The next winter, after several hemorrhages, he went to Italy with his painter friend Joseph Severn (see http://englishhistory.net/keats/images/severn.jpg) –a last effort to do something for his health.  Unfortunately, it was too late for he warm climate of Italy to help him, and he never got any further than his hotel room by the Roman steps.  On an evening shortly before he died, he confessed to Severn:  "I can bear to die--I cannot bear to leave her."

            During the night of February 23, 1821, he awoke from a fevered sleep.  Severn was at his bedside and noted a beautiful glow about Keats' eyes and skin (the fever of consumption).  Keats asked Severn:   "Did you ever see anyone die? . . .  Well, then I pity you poor Severn—what trouble and danger you have got into for me—now you must be firm, for it will not last long."  A few hours later, at age 25, young John Keats died—perhaps the greatest poet of his century (see http://englishhistory.net/keats/images/death.jpg).  In tribute to his friend, Shelley wrote "Adonais" in his honor—one of the four or five great English elegies.  And when Shelley drowned a year later, he carried a volume of Keats poetry in his coat pocket.           

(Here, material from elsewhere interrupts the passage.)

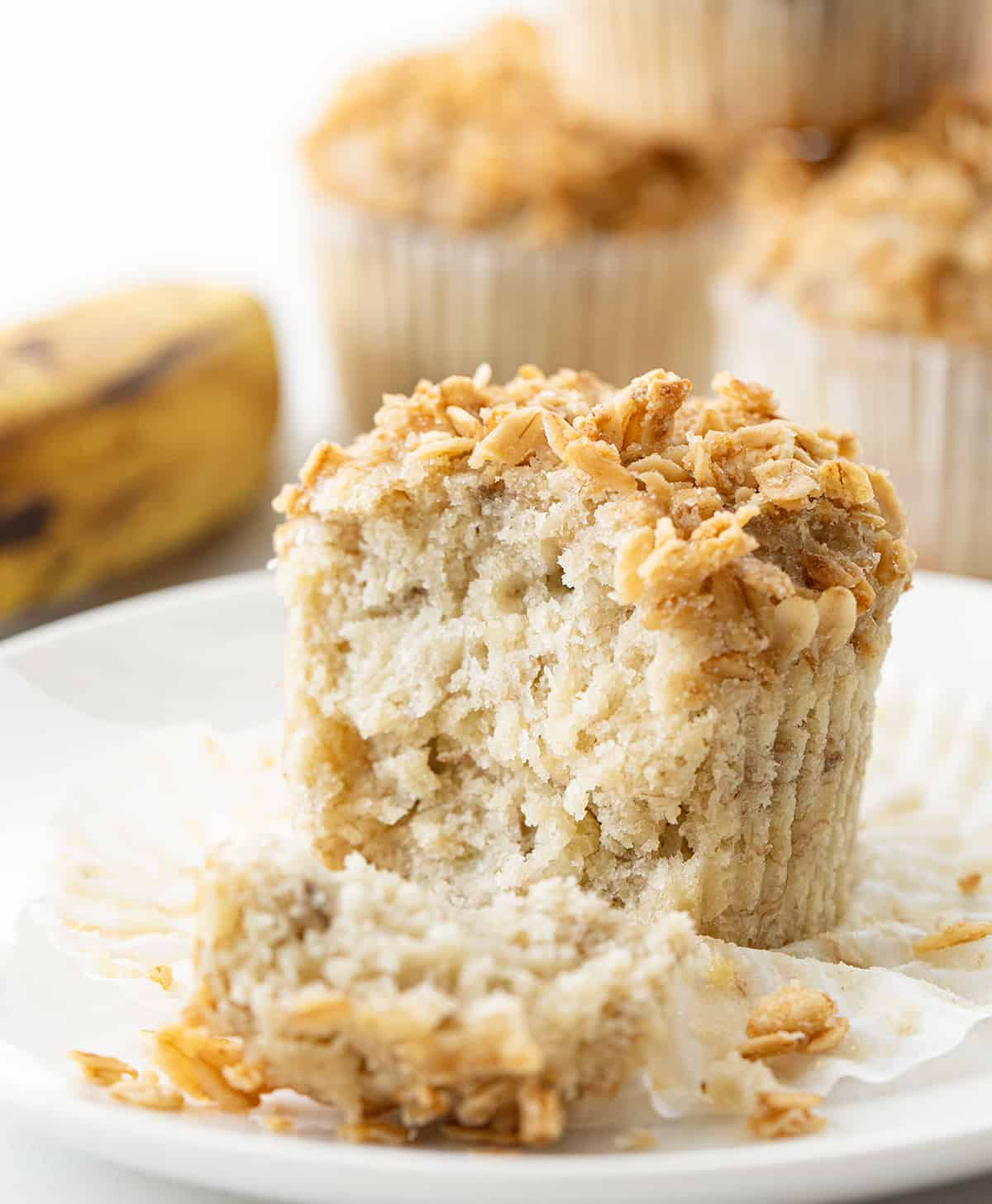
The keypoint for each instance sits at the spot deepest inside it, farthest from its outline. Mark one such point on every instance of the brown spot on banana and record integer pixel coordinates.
(132, 384)
(26, 521)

            In his verse letter to J. H. Reynolds, Keats wrote:  "Oh, that our dreamings . . . / would all

their colors from the sunset take” (67-68).  Indeed his poetry is extraordinarily sensual, as one

critic says, "a riot of sounds, colors, perfumes."   All his late work is firmly grounded in the material

world and its temporal, transient, exquisite beauty.  While Keats is often tempted by the timeless

quality of the Ideal, he will not lose himself in empty egotism or Idealism.  Keats submerges and

suffuses his ego into the world about him, and in the process awakens us to its glory,

as does no other poet of the period, perhaps even Wordsworth!